The German Federal Criminal Office said the suspect was not known in Germany as a radical Islamist.
A spokeswoman for the Swiss Federal Police, Cathy Maret, told CNN the alleged attacker was well known to authorities there, having been arrested and convicted several times in Switzerland for crimes such as break-ins, theft and violence. He was not on their radar as a radical Islamist or for narcotics violations, she said.
Witness: 'It was a moment of terror'
Simone Ceruti was in the city's Kleber Square when the shooting started. "There was a lot of panic, people fleeing and seeking for shelter," said Ceruti, who filmed footage of the police response from a nearby apartment.
"I let a few ladies in the building where I'm staying these days and then they were accompanied by police," he said. "It was a moment of terror."
The injured were taken to a Strasbourg hospital.
French President Emmanuel Macron tweeted early Wednesday in solidarity with the French people. "Solidarity of the whole Nation for Strasbourg, our victims and their families," he said.
The Christmas market will be closed Wednesday and flags will be at half-staff, Strasbourg's mayor said on his Twitter account.
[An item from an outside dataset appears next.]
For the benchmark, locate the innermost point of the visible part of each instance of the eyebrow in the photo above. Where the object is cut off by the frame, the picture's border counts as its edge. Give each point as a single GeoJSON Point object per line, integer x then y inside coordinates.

All shows scheduled to be performed at the city's cultural institutions will also be canceled on Wednesday, he said.
All rallies and demonstrations throughout the Strasbourg area were declared "forbidden" until further notice, the Prefecture of the Grand East and Lower Rhine Region said.
However, the city's elementary, high schools and colleges will be open on Wednesday, local police said.
Strasbourg, a picturesque city of about 300,000 in France's Grand Est region, has previously been at the center of French counter terrorism operations. The market itself was targeted 18 years ago in a thwarted plot by al Qaeda-linked terrorists.